The awc wfcm manuals are how to do it right not necessarily to the minimum code


----------



## Architect1281 (Mar 12, 2012)

Plywood sheathing design and diaphram loads per the APA 3/4 T&G sturd-i-floor rating is good to 100 PSI


----------



## ICE (Mar 12, 2012)

Architect1281 said:
			
		

> Ice I know where and why your thinking quality and method of construction this question is answered on fig 30 here http://www.awc.org/pdf/wcd1-300.pdf
> 
> The awc wfcm manuals are how to do it right not necessarily to the minimum code


Hey! Ya gotta trust Americans.  I like the book, thanks friend. I'm not crazy after all.  Well the absence of evidence is not evidence of absence, so maybe I am.
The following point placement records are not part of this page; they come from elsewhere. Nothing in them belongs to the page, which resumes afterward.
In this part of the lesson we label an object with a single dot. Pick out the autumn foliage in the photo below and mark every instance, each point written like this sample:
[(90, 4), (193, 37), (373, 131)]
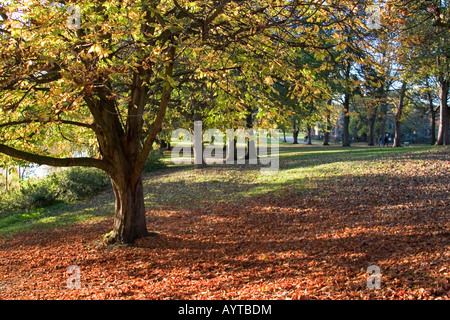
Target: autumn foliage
[(309, 243)]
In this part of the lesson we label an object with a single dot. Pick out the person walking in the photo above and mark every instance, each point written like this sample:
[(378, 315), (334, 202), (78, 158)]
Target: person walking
[(386, 139)]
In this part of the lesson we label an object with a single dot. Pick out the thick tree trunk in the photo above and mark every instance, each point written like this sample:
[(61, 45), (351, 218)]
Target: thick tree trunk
[(433, 119), (295, 135), (398, 118), (129, 219), (309, 135), (443, 135)]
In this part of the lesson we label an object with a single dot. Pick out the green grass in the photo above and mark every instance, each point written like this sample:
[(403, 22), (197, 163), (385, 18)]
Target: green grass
[(181, 186)]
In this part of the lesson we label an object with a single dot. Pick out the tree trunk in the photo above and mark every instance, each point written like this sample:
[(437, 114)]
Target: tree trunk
[(433, 119), (295, 135), (129, 219), (346, 133), (309, 135), (199, 160), (6, 179), (398, 118), (443, 135)]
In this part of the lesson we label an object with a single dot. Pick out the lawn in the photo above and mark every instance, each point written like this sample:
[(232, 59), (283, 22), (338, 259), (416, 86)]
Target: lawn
[(308, 231)]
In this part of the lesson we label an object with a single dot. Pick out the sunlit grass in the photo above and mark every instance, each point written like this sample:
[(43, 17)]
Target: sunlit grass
[(182, 186)]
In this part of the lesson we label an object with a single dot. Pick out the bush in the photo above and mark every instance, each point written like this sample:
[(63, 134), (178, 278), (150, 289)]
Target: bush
[(66, 186), (78, 183), (154, 161)]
Crazy that is.


----------



## ICE (Mar 12, 2012)

KZQuixote said:
			
		

> I say now, I mean,* I say now! *Can we have a moment of silence while the International Ice Code spontaneously generates a new code section requiring ladder blocking under non-bearing partitions.
> 
> Of course because this new section will be uniformly enforced across his concrete jungle, it'll be OK!
> 
> FogHorn


One Eye you do get around don't you.  We all pretty much agreed that there is no code for that.  And could you get the code straight please. It is not International.  It is Intergalactic. Your sister Texasbo named it that because she didn't want to be left out.  Big surprise, that one.  Y'all thought Scooter was a guy huh. I know...I was just as surprised as you are.  Best part is, she wanted to say prophylactic code because she thinks my name is Dick.  A head that big you would figure that the brain was a workhorse. What a disappointment; don't you agree?

Tiger


----------



## Big Mac (Mar 13, 2012)

Check out Section 2308.3.2 of the 2012 IBC


----------